Thanks a lot for this. Can we use the command line to generate PMTILES ?
Almost... I'm working on a change now so you can say --output=result.pmtiles
to use the new functionality. Should be ready in a day or two.
I did a comparison between the direct pmtiles writer in planetiler and the mbtiles writer + conversion afterwards to pmtiles. I did a planet run with my custom map tileset https://github.com/wipfli/swiss-map. Here is the result:
- New pmtiles writer total duration: 9146 seconds
- Previous mbtiles writer followed by conversion to pmtiles: 9171 seconds
This is on a 12 core, 128 GB machine. The logs are available here: https://gist.github.com/wipfli/17bb8ad8d123f7d93313417dc7d4fac5
It is surprising that the new pmtiles writer does not outperform the old way significantly. Did I somehow mess up some settings?
Archive writing is the only part that gets faster with pmtiles.
Here's what I see for pmtiles:
2:32:17 INF - archive 1h14m23s cpu:13h38m25s gc:3m53s avg:11
2:32:17 INF - read 1x(8% 5m43s sys:55s wait:1h4m35s done:9s)
2:32:17 INF - encode 11x(94% 1h9m36s sys:5s wait:10s done:9s)
2:32:17 INF - write 1x(4% 2m50s sys:1m25s wait:1h10m42s) <<<<<<<<<<<---------- pmtiles
and for mbtiles:
2:32:41 INF - archive 1h15m8s cpu:13h47m35s gc:4m37s avg:11
2:32:41 INF - read 1x(8% 6m7s sys:1m5s wait:1h4m1s)
2:32:41 INF - encode 11x(92% 1h9m25s sys:7s wait:36s)
2:32:41 INF - write 1x(11% 8m sys:1m17s wait:1h3m14s) <<<<<<<<<<<<--------------- mbtiles
the archive time is dominated by encode
since you only have 12 cores - if you run on a machine with 64-100+ cores then encode starts to take less time and write
dominates.
Nice thanks!
I had a bug in my script: I created swissmap.mbtiles
with planetiler but then used pmtiles convert output.mbtiles output.pmtiles
, and it turns out that output.mbtiles
was a 155 MB file while swissmap.mbtiles
is 35 GB...
I then checked how long pmtiles convert swissmap.mbtiles swissmap.pmtiles
takes and it turns out that this is 22 minutes.

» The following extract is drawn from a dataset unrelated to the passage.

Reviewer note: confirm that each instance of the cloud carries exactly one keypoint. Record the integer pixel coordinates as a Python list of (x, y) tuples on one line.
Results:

So the result in my custom planet tile set is:
- old method (output mbtiles and then convert): 9171 s + 22 min = 10491 s
- new method (direct pmtiles output): 9146 s
So the new method is almost 13 percent faster!
Hi,one question: I am running this command to generate pmtiles:
sudo java -Xmx1g -jar planetiler.jar --download --area=monaco --output=monaco.pmtiles
However,no monaco.pmtiles file is being created inside data folder,only an output.mbtiles file.
What am I missing?
Thanks
It creates output.pmtiles in the current folder, no?
Oh you're probably using the latest release jar and I haven't made a release for a while. I should do a release and get that up to date!